Safety and efficiency are both important factors when deploying large language models(LLMs). LLMs are trained to follow human alignment for safety, and post training quantization(PTQ) is applied afterward for efficiency. However, these two objectives are often in conflict, revealing a fundamental flaw in the conventional PTQ paradigm: quantization can turn into a safety vulnerability if it only aims to achieve low perplexity. Models can demonstrate low perplexity yet exhibit significant degradation in alignment with the safety policy, highlighting that perplexity alone is an insufficient and often misleading proxy for model safety. To address this, we propose Alignment-Aware Quantization(AAQ), a novel approach that integrates Alignment-Preserving Contrastive(APC) loss into the PTQ pipeline. Compared to simple reconstruction loss, ours explicitly preserves alignment by encouraging the quantized model to mimic its safe, instruction-tuned model while diverging from the unaligned, pre-trained counterpart. Our method achieves this robust safety alignment without resorting to specialized safety-focused calibration datasets, highlighting its practical utility and broad applicability. AAQ is compatible with standard PTQ techniques and enables robust 4-bit (W4A4) quantization across diverse model families such as LLaMA, Qwen, and Mistral while maintaining safety where previous methods fail. Our work resolves the critical trade-off between efficiency and safety, paving the way toward LLMs that are both efficient and trustworthy. Anonymized code is available in the supplementary material.
- Paper ID: 2511.07842
- Title: Alignment-Aware Quantization for LLM Safety
- Authors: Sunghyun Wee, Suyoung Kim, Hyeonjin Kim, Kyomin Hwang, Nojun Kwak
- Institutions: Seoul National University, LG Electronics
- Classification: cs.AI
- Publication Date: November 2025 (arXiv preprint)
- Paper Link: https://arxiv.org/abs/2511.07842
The deployment of large language models (LLMs) requires simultaneous consideration of safety and efficiency. LLMs achieve safety through human alignment training and efficiency through post-training quantization (PTQ). However, these two objectives often conflict, revealing a fundamental flaw in the traditional PTQ paradigm: if quantization solely pursues low perplexity, it may introduce safety vulnerabilities. Models may exhibit low perplexity while significantly degrading in safety policy alignment, indicating that perplexity is an insufficient and misleading proxy for model safety. To address this issue, this paper proposes Alignment-aware Quantization (AAQ), which integrates Alignment-Preserving Contrastive (APC) loss into the PTQ process. Compared to simple reconstruction loss, AAQ explicitly preserves alignment by encouraging the quantized model to mimic safe instruction-tuned models while diverging from unaligned pre-trained models. The method achieves robust safety alignment without requiring specialized safety calibration datasets, enabling stable 4-bit (W4A4) quantization across multiple model families including LLaMA, Qwen, and Mistral, maintaining safety even when other methods fail.
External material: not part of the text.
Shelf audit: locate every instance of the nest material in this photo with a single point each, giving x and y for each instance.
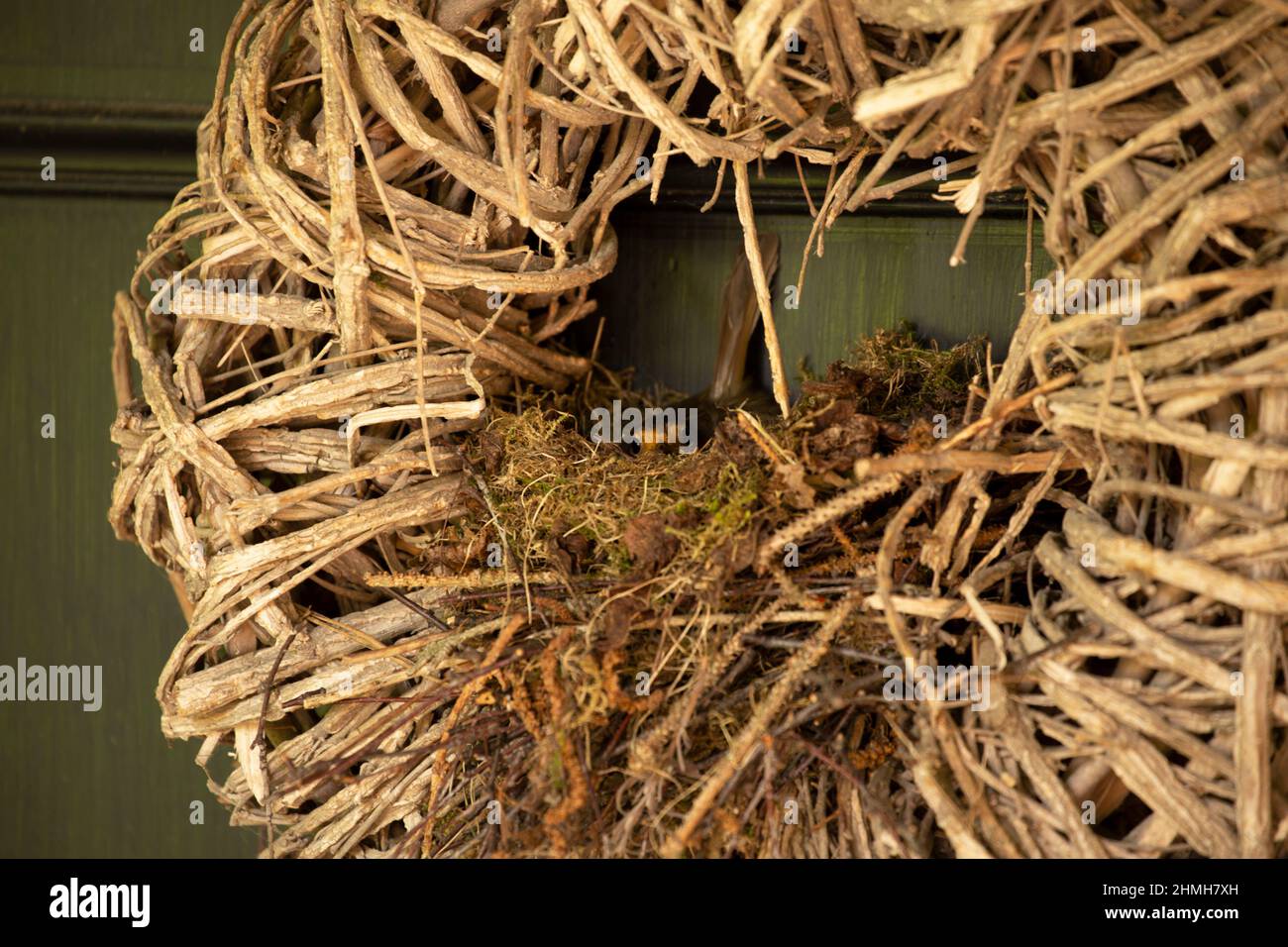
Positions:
(424, 201)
Large language models face two critical challenges during deployment:
- Safety: Training models to refuse harmful requests through alignment techniques such as RLHF
- Efficiency: Reducing memory and computational costs through quantization techniques
Existing research reveals a fundamental conflict between these two objectives: the quantization process corrupts the safe behaviors acquired through alignment training, leading to "alignment degradation" phenomena.
- Safety Risks: Quantized models may transition from refusing harmful requests to providing dangerous content (as shown by the "behavior flip" in Figure 1)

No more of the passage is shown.